How satellite IoT works
In a direct configuration setting, Satellite connectivity can either be used as the sole signal provider in locations and situations where it is the only possible way of forming a connection and transmitting data, or as a back up system to keep coverage constant if terrestrial IoT connections (such as cellular, or LPWAN) drops off.
These hybrid terrestrial satellite systems have a low cost thanks to the use of terrestrial-only IoT devices, with the satellite-connected terminals providing the coverage. And while it is possible to connect low-data devices such as sensors directly to the satellite system, the use of data to power ratio means that it can prove expensive relatively quickly.

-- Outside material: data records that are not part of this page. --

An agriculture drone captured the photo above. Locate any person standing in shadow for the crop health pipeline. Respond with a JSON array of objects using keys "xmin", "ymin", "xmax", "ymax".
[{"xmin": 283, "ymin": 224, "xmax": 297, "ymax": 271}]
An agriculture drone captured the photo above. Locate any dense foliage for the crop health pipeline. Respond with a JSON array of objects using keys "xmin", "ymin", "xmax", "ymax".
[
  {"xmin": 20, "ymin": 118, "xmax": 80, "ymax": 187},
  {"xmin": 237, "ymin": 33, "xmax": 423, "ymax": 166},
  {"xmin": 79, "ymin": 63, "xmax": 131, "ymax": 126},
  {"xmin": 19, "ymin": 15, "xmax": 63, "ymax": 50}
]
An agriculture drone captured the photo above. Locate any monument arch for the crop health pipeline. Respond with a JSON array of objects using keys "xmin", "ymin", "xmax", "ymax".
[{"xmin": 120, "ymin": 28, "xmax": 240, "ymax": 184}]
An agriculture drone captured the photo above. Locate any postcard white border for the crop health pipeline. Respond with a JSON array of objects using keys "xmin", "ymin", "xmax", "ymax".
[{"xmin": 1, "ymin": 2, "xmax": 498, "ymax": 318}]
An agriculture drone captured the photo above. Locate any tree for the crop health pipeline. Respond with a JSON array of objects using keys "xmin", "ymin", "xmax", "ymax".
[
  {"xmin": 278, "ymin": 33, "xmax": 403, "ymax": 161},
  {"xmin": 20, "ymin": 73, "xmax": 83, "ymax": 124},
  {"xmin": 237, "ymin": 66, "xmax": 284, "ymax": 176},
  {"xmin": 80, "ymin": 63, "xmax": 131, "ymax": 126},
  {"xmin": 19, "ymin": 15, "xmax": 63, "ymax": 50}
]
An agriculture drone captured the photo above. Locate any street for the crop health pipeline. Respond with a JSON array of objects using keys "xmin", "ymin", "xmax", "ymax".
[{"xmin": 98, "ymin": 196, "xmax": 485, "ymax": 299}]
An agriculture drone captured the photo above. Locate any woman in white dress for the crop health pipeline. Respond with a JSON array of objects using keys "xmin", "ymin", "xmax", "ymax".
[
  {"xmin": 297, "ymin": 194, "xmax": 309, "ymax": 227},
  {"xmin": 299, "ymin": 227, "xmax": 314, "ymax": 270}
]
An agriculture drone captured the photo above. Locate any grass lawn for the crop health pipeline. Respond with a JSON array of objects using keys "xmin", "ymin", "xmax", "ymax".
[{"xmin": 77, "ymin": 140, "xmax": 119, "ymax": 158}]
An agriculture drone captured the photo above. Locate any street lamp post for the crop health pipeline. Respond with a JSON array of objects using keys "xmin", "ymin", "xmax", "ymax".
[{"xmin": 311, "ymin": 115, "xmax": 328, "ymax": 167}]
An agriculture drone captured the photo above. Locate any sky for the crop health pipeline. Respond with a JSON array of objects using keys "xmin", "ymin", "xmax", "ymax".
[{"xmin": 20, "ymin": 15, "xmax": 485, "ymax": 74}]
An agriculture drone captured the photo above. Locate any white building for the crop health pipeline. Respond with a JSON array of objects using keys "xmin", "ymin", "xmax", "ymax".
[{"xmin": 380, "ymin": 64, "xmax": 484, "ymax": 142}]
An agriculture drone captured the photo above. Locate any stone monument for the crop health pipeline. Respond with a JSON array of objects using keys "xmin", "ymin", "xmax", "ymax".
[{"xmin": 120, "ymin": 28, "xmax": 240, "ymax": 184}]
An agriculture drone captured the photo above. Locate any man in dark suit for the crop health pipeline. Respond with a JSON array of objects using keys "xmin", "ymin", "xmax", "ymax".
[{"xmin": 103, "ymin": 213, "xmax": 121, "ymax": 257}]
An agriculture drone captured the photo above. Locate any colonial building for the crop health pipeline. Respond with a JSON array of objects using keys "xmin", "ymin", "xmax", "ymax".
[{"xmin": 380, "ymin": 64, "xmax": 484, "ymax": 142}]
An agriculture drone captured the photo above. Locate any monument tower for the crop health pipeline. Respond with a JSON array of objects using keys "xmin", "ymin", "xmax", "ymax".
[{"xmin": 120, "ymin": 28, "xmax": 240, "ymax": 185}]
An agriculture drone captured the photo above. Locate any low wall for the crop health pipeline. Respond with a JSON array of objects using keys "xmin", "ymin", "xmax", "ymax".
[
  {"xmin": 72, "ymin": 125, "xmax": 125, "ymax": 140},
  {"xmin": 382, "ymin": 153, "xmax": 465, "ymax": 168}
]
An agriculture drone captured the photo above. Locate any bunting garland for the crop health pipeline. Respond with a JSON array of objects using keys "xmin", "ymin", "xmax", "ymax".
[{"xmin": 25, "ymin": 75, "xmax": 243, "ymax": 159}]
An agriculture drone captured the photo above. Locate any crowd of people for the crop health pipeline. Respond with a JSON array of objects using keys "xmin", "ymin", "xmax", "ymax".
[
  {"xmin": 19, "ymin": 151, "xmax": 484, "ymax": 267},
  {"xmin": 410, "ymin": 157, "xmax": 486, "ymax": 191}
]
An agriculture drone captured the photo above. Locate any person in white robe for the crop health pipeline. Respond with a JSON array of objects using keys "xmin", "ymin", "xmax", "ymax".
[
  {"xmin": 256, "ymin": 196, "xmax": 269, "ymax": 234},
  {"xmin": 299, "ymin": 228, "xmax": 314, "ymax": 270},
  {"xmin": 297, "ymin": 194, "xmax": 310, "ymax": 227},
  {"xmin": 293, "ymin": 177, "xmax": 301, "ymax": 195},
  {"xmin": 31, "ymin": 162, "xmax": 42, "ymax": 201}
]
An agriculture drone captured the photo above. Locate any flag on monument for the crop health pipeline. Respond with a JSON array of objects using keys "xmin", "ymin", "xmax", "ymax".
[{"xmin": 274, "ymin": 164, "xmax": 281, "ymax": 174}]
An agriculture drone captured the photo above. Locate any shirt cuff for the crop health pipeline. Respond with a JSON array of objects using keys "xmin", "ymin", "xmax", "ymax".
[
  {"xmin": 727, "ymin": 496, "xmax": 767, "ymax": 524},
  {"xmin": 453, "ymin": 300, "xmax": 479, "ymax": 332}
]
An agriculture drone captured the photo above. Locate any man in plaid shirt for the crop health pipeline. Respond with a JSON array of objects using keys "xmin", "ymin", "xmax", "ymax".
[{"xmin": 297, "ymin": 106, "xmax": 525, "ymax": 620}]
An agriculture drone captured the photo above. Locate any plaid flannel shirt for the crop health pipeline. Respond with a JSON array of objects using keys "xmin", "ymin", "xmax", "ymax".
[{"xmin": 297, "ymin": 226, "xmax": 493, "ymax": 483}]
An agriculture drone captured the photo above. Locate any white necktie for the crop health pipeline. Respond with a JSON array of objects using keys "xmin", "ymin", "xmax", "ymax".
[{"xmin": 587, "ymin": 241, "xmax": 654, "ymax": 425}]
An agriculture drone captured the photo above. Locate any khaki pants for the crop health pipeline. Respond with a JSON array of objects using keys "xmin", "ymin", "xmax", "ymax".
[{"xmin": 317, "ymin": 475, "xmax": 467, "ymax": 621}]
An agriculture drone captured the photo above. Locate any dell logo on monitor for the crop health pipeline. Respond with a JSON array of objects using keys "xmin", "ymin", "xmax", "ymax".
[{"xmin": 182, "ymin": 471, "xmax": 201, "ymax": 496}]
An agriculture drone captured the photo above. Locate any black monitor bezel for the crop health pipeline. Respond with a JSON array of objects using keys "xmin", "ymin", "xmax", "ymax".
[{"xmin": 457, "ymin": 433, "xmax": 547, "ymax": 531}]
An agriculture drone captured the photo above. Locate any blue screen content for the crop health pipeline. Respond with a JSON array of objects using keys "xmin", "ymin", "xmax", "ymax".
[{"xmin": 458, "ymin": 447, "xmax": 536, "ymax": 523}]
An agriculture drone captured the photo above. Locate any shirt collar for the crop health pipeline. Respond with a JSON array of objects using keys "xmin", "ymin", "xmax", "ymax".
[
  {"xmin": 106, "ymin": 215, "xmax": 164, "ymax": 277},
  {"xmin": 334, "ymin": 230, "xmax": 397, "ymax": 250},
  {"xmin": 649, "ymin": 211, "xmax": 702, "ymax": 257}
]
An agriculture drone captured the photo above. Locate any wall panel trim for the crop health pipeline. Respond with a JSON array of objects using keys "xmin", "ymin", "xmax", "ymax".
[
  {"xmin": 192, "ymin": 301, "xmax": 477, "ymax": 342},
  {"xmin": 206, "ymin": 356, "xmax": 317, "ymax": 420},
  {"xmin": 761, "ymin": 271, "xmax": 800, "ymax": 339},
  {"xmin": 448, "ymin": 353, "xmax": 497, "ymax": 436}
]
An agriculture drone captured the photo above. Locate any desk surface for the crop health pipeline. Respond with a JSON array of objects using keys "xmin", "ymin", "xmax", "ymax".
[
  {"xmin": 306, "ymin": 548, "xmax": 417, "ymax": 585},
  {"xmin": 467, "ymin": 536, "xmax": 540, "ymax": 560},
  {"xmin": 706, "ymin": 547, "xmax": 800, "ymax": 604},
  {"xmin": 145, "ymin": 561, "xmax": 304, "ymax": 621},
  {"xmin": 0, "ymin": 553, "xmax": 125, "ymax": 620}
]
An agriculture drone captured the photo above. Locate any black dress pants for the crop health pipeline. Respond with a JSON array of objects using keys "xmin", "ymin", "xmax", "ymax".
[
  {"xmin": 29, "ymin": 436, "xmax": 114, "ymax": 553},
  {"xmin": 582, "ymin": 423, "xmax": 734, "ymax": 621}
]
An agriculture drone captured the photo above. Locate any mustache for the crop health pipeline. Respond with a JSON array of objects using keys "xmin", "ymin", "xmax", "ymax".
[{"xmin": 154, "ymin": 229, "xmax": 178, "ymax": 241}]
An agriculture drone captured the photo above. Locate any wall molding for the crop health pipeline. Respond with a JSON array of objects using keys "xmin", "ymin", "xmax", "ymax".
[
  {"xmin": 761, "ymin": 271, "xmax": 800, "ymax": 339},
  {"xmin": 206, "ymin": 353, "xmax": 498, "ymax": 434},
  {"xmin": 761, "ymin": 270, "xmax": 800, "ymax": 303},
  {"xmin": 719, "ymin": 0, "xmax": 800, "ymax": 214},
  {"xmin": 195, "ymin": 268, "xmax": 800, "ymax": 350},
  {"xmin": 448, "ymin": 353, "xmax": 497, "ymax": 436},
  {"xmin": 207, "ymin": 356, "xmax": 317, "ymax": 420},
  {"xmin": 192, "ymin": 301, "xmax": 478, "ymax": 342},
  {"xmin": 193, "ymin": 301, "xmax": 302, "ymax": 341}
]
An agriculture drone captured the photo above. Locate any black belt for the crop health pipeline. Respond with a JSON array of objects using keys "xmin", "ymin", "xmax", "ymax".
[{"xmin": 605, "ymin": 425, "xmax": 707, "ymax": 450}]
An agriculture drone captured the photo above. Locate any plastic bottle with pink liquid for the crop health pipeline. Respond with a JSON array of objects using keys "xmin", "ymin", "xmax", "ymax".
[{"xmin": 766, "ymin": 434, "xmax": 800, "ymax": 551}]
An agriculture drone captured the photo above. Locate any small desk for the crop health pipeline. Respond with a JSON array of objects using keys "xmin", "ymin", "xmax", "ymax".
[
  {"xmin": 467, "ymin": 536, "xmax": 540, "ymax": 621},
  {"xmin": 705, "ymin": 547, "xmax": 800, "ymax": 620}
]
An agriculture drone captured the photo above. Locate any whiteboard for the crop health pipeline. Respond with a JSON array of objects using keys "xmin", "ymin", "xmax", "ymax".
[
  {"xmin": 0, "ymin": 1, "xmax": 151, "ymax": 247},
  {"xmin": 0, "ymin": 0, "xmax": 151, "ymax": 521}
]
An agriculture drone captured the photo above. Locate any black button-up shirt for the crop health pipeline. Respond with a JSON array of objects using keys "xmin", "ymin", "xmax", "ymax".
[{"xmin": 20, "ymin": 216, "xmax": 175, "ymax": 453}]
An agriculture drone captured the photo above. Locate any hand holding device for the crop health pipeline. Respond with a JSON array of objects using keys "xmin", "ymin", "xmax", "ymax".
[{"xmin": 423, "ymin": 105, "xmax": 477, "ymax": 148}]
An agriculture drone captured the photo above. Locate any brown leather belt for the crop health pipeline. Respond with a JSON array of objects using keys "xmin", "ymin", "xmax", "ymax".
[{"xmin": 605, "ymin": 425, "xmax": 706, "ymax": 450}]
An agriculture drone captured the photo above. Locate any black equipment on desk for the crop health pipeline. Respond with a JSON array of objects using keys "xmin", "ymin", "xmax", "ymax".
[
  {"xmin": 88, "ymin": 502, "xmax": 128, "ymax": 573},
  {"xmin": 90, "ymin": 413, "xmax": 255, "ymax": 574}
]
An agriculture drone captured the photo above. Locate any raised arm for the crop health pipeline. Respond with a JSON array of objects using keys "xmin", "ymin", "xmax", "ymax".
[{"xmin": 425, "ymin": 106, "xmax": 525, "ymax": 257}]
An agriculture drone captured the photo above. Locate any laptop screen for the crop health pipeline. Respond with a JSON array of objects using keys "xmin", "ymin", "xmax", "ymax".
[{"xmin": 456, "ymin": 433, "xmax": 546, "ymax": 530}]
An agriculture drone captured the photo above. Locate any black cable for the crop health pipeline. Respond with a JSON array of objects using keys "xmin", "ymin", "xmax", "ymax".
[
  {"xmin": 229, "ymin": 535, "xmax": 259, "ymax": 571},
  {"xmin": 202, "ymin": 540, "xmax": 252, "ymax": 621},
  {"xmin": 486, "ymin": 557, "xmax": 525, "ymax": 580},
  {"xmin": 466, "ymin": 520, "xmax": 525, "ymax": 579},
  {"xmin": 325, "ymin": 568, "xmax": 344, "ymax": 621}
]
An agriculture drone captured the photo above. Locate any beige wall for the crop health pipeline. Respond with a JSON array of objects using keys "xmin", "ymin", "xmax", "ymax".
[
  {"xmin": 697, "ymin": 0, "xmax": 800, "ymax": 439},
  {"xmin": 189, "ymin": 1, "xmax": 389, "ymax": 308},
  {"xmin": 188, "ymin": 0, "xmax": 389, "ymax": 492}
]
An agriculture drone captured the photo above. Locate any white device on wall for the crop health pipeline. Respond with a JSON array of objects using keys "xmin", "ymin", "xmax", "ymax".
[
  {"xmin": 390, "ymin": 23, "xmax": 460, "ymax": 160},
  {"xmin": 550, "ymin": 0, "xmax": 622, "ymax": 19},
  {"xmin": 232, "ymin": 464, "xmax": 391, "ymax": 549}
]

When using a backhaul configuration however, the satellite connects to a tower which then uses other suitable wireless communication technologies to connect the IoT devices.
In most cases where devices are situated in remote locations, the chances are that they are off-grid, or would have to rely on an unreliable power supply. That’s why it’s best to ensure the devices can use renewable energy like solar power, and are designed for low energy usage.
Low power devices are well-suited to utilising Low Earth Orbit (LEO) satellites, which are perfect for the narrowband requirements. LEO does require steerable antennas, as the satellites move. The other option is a geostationary orbit (GEO) unit. These need large antennas on the terminals, and will need directivity in order to avoid interference with nearby satellites.